Remember that good landscape design is always about focal points. If you plant too much along your driveway, you'll always be fighting with your main focal point. The two most obvious places for focal points are the entrance of your driveway and your intended final destination, either your garage or your front entrance. In some cases, there may be a third place that can serve as a focal point, such as the grassy center of a circular driveway, or the bend in a driveway that curves.
Whatever the case, your focal point should have something substantial within full view, such as a tree, large shrub or large expanse of flowers. You don't want to overdo the focal point, of course; visual balance is the key to creating a beautiful landscape that will be admired by family, friends and visitors. Do keep in mind that the entryway to your driveway is probably the major entryway to your yard: how you landscape around it will set the tone for the rest of your yard.

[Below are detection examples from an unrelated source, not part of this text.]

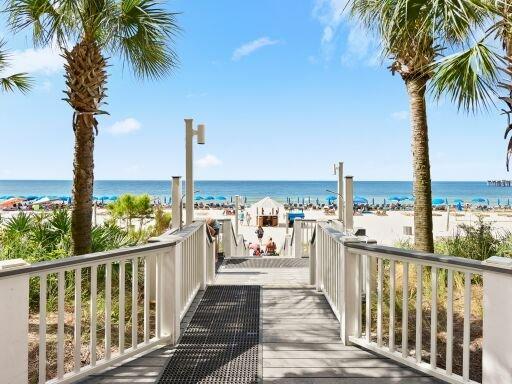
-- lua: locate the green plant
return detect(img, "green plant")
[6,0,178,255]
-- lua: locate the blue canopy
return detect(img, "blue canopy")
[388,195,409,201]
[354,196,368,204]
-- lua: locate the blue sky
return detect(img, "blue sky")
[0,0,511,180]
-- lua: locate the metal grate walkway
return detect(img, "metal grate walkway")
[158,285,260,384]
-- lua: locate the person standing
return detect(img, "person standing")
[256,225,265,245]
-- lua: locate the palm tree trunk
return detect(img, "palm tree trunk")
[406,77,434,252]
[71,115,94,255]
[64,40,107,255]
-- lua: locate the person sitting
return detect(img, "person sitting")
[265,238,277,256]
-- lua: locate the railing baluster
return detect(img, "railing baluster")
[402,261,409,359]
[144,256,153,344]
[430,267,437,369]
[377,257,384,347]
[119,260,126,355]
[39,273,48,384]
[90,265,98,367]
[416,264,423,363]
[446,269,453,375]
[105,262,112,360]
[365,255,372,343]
[74,268,82,373]
[389,260,396,352]
[155,253,162,339]
[132,257,139,349]
[57,271,65,379]
[462,272,471,381]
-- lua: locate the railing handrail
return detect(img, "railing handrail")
[319,223,512,275]
[0,222,203,279]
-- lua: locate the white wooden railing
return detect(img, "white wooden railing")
[0,222,215,384]
[310,223,512,384]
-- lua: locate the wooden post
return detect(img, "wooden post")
[345,176,354,231]
[0,259,29,383]
[482,256,512,384]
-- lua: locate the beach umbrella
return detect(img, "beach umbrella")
[354,196,368,204]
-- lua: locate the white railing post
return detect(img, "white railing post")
[171,176,182,229]
[199,222,208,290]
[308,234,317,285]
[159,243,182,344]
[293,219,304,259]
[482,256,512,384]
[338,236,361,345]
[345,176,354,231]
[0,259,29,383]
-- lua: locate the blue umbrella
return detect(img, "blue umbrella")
[354,196,368,204]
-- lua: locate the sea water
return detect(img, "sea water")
[0,180,512,205]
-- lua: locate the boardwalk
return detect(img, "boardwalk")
[81,259,438,384]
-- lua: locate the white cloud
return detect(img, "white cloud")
[232,37,279,61]
[8,47,64,75]
[107,117,141,135]
[196,154,222,168]
[391,111,409,121]
[313,0,376,66]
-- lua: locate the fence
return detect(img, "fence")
[311,223,512,384]
[0,222,215,383]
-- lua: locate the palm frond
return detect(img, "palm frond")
[430,41,504,112]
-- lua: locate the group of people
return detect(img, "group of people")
[249,225,277,256]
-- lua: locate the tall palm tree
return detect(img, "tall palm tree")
[0,40,32,93]
[7,0,178,255]
[350,0,484,252]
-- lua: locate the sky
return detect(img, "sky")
[0,0,512,181]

Another factor to take into account is your neighborhood. If it's filled with children, a delicate flowerbed at the entrance may not be the best idea. Kids have a tendency to walk where they want, as well as pick pretty flowers for their moms. You might consider hardscaping in this case; that is, employing a decorative fence, rock garden, or a rock wall. Also, think about established walk patterns in your neighborhood. Does your mail delivery person walk across your driveway? In this case you may want to provide a break in any landscaping to give a place to cross without trampling your plantings.
If budget is a concern, they you should probably put most of your money in the main focal points of your driveway, starting with the entrance, as this is the most noticed area. While plantings along the side of your driveway will look great, they'll be much less noticeable than the plantings and landscaping around the entrance to your driveway or the entrance to your house.

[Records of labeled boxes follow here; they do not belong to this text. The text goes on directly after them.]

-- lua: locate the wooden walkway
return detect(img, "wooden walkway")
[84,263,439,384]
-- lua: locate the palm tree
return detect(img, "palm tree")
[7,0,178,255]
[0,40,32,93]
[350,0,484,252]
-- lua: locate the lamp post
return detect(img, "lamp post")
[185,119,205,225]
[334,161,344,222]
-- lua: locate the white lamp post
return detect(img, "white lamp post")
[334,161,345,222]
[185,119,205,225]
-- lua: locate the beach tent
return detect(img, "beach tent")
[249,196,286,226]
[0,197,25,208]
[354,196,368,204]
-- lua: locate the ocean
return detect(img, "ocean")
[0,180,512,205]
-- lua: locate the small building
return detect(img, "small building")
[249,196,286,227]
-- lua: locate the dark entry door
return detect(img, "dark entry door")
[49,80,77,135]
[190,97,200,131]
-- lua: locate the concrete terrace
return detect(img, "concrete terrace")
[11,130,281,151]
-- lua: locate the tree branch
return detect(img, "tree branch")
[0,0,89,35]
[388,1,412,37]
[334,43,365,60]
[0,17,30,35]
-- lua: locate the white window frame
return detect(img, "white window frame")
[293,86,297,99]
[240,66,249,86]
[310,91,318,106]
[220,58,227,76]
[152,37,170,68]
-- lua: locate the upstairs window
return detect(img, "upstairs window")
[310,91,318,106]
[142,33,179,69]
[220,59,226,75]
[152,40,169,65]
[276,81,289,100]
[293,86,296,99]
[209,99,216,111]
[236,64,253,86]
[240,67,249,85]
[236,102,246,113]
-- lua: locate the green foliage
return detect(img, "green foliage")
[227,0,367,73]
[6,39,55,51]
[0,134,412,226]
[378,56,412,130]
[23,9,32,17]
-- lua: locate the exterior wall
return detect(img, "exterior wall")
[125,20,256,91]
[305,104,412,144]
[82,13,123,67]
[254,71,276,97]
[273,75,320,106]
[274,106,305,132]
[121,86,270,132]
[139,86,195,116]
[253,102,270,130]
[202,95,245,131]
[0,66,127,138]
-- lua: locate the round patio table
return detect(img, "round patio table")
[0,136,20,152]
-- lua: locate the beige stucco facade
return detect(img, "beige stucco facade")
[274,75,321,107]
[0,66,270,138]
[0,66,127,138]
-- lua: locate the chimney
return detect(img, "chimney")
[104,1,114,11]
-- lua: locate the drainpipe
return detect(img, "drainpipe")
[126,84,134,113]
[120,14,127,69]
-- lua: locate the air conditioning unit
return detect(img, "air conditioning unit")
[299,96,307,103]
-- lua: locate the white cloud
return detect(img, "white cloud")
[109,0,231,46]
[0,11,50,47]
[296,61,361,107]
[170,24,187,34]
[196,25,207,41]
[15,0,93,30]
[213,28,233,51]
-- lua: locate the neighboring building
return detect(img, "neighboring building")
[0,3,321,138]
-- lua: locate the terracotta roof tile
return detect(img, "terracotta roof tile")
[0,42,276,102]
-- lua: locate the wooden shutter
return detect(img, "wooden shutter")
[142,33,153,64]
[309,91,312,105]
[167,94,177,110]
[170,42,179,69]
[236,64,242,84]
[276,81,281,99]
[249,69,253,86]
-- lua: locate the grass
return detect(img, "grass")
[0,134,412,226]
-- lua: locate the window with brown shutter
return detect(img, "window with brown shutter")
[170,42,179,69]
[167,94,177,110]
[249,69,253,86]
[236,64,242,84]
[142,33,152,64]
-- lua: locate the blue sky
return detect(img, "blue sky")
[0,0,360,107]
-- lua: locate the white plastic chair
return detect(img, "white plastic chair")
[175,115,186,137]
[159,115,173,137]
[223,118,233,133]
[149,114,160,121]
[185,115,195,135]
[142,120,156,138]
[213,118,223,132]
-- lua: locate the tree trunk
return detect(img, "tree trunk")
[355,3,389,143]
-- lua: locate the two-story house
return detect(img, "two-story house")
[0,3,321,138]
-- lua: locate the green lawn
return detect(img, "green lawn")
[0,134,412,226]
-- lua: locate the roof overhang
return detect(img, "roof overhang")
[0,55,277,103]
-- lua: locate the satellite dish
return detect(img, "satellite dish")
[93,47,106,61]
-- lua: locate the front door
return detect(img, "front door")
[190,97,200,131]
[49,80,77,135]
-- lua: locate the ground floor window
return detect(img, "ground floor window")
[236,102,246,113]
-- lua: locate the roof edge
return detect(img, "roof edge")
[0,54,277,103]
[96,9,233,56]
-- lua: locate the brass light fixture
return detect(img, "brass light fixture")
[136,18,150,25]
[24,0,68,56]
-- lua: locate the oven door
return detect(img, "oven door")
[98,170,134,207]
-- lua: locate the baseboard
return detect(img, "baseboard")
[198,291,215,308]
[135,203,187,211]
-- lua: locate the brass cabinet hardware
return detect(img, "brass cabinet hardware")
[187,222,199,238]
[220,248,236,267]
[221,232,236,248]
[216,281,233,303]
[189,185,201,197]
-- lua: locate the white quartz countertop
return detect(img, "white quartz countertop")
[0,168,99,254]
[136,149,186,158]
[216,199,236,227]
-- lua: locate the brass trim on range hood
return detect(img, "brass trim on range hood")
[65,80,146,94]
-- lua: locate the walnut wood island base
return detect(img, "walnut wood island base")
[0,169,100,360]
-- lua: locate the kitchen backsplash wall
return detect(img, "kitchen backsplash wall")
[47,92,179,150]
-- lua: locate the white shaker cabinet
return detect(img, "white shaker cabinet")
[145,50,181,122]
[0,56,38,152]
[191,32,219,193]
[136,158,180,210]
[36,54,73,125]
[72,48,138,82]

If you have a curved driveway, take advantage of the inside bend of the curve. Use this spot to make a small (or large) focal point. Consider putting in a water garden, a small tree, a birdbath, perhaps even a pond with a small footbridge.
Consider whether or not a hardscape or a softscape is the best choice for your landscaping. Hardscapes are things like driveways, patios, fences, rock gardens, anything hard. Softscapes involve soil, plants, mulched areas, bushes, trees, and so on. Advantages of a hardscape are that they are permanent and give you a "canvass" to work around with softscape items. Advantages of softscapes are the beauty of flowers and plant, as well as their versatility.
If you decide to go with a softscape that includes flowers, you'll also need to consider whether or not you want to plant perennials or annuals. Perennials are more expensive, but last longer. In some cases, they require more ongoing maintenance. Annuals only live one year, but they give you lots of flexibility in design over the years.
When landscaping your driveway, be sure to fully consider the multitude of options available to you.